Brésil: nouveau raid policier sanglant dans une favela de Rio
Une opération policière musclée a une nouvelle fois fini en bain de sang dans une favela du nord de Rio de Janeiro, faisant 11 morts, dix suspects et une habitante tuée par une balle perdue, mardi, un an après le raid des forces de l'ordre le plus meurtrier de l'histoire de la ville.
La police militaire, qui mène fréquemment ce genre d'opérations matinales dans les favelas de Rio contre les narcotrafiquants, assure avoir été accueillie par des tirs alors qu'elle entamait une opération destinée à "localiser et capturer des criminels cachés dans la favela" de Vila Cruzeiro.
"C'était une opération prévue depuis des semaines, mais nous avons identifié des déplacements de criminels pendant la nuit et nous avons décidé d'intervenir", a expliqué le colonel Luiz Henrique Marinho Pires, qui a précisé que les suspects s'apprétaient à fuir vers une autre favela.
Il a également révélé qu'un hélicoptère utilisé par les policiers lors de l'opération avait été atteint par plusieurs balles.
- Aucune arrestation -
L'opération, qui a débuté vers 4h00 du matin (7h00 GMT) visait mardi particulièrement le "Comando Vermelho" (commando rouge), l'une des principales factions criminelles du Brésil "responsable de plus de 80% des fusillades à Rio", a déclaré un porte-parole de la police à TV Globo.
Une femme de 41 ans atteinte par une balle perdue est morte sur le coup.
De nombreuses familles angoissées attentaient des nouvelles devant un hôpital, redoutant qu'un de leurs proches figure parmi les tués.
Trois personnes ont été blessées, deux habitants et un policier.
Vers midi des bruits d'explosions et de rafales de balles étaient encore entendus aux alentours de la favela, selon un photographe de l'AFP.
Treize fusils d'assaut, quatre pistolets, vingt motos et dix voitures ont été saisis lors de l'opération, mais la police n'a pas fait état de la moindre arrestation.
La fusillade la plus intense a eu lieu dans la partie haute de la favela, au sommet d'une colline où la forêt tropicale est barrée d'un chemin de terre.
En 2010, des images de dizaines d'individus armés fuyant par ce chemin de terre en pleine journée lors d'une opération policière de grande envergure avaient fait le tour du monde.
Vila Cruzeiro, favela située non loin de l'aéroport international de Rio, avait déjà été le théâtre d'un autre affrontement violent en février, quand huit personnes avaient été tuées par les forces de l'ordre.
En mai 2021, une opération policière dans la favela de Jacarezinho, à environ 10 km de Vila Cruzeiro, avait fait 28 morts, dont un policier, le bilan le plus lourd de l'histoire de la ville.
- Pas de caméras sur les uniformes -
"Encore un massacre.
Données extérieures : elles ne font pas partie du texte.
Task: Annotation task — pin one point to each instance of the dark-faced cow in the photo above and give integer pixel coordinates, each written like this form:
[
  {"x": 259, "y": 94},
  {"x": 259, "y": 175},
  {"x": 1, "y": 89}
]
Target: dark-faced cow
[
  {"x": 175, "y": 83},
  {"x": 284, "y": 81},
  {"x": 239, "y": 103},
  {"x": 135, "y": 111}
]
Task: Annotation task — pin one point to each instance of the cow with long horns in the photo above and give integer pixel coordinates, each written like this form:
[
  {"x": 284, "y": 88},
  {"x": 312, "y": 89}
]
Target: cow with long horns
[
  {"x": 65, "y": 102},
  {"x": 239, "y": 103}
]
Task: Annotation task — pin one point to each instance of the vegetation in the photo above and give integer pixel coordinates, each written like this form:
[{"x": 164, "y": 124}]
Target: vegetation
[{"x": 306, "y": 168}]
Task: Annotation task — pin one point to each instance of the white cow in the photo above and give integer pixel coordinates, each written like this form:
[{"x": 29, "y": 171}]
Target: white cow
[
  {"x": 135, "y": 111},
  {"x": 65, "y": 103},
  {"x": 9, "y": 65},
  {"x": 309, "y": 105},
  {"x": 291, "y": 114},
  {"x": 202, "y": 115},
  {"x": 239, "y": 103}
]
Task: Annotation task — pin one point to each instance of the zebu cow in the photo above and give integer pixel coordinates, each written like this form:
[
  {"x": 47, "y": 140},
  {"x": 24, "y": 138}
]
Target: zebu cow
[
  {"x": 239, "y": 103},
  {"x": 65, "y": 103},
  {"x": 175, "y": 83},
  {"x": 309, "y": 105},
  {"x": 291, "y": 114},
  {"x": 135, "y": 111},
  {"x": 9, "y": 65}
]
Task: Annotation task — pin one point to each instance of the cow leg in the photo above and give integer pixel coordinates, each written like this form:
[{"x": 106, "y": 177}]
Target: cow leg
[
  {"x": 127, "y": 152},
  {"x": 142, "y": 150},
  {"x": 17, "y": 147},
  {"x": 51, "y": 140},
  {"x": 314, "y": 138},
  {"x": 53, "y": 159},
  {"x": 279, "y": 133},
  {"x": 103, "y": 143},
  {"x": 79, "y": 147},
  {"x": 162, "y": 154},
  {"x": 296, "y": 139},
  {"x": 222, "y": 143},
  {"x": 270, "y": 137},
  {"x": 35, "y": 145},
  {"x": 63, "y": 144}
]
Les écoles fermées, des milliers de personnes terrorisées. C'est la faillite de tous les plans de réduction (de la violence policière), la politique d'extermination suit son cours à Rio", a tweeté le conseiller municipal de gauche Tarcisio Motta.
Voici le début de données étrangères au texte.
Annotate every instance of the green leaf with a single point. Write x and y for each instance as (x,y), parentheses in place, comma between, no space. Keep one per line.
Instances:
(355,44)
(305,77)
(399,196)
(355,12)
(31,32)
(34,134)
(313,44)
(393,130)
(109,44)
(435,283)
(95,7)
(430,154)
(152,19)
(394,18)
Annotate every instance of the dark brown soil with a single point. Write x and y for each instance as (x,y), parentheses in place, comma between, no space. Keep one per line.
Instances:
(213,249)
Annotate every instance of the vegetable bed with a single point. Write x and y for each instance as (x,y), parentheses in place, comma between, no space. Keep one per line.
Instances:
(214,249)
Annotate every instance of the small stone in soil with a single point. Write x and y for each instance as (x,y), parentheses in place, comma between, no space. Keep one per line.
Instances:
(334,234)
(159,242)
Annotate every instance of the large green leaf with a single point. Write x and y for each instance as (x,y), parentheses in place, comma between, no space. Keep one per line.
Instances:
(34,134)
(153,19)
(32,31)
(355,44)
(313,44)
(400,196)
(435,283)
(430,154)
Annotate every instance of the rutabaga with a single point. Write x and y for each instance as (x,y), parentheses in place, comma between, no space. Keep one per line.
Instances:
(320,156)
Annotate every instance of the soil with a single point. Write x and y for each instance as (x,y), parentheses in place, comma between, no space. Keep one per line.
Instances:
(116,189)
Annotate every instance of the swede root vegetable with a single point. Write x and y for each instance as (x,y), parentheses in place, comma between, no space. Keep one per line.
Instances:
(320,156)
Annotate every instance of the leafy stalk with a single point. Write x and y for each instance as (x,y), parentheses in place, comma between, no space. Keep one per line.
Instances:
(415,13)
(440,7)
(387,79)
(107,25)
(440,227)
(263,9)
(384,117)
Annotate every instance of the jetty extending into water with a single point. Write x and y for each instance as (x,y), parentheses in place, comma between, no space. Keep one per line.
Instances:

Lors de ces opérations musclées de la police militaire de Rio, des habitants et militants associatifs dénoncent souvent des bavures ou des exécutions extrajudiciaires de suspects, des exactions la plupart du temps impunies.
"Ces opérations dans les favelas mettent en péril toute la population et empêchent le fonctionnement des services publics. Nous savons qu'elles ne seraient jamais tolérées dans des quartiers chics", explique à l'AFP Guilherme Pimentel, auditeur de la Défense publique, qui fournit une assistance juridique aux plus démunis.
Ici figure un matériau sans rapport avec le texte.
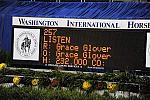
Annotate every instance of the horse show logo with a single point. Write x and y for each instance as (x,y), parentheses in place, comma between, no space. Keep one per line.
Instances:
(26,44)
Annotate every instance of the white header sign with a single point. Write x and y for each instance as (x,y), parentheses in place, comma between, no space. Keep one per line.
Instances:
(26,44)
(81,23)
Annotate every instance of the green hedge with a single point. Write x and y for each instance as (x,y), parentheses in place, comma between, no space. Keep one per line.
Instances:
(28,93)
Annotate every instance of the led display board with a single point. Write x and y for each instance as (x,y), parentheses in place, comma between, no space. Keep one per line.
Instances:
(87,46)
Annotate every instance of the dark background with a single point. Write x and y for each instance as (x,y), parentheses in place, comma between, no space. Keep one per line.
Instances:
(128,46)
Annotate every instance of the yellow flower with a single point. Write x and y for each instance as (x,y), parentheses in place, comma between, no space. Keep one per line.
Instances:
(35,82)
(16,80)
(3,66)
(112,87)
(86,85)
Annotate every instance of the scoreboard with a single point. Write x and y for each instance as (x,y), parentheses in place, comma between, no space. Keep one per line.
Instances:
(86,49)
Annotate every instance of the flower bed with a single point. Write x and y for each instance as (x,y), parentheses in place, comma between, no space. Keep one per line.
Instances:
(86,83)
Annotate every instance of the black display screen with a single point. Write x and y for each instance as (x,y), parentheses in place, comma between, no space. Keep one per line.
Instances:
(93,48)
La police brésilienne est l'une de celles qui tue le plus au monde, avec plus de 6.100 morts en 2021, soit 17 par jour en moyenne.
Les policiers de Rio étaient censés porter des caméras-piétons sur leurs uniformes à partir de ce mois de mai, mais l'utilisation de ce matériel a été reportée en raison de retards de livraison, selon la presse locale.
Dans l'Etat voisin de Sao Paulo, le nombre d'épisodes violents impliquant des policiers a chuté de 87% depuis l'utilisation des caméras, qui s'est généralisée depuis 2021.
Au-delà de l'utilisation des caméras, les experts en sécurité préconisent l'abandon de la logique de confrontation permanente dans la lutte contre le trafic de drogue, pour s'attaquer plutôt aux ressources financières des factions criminelles.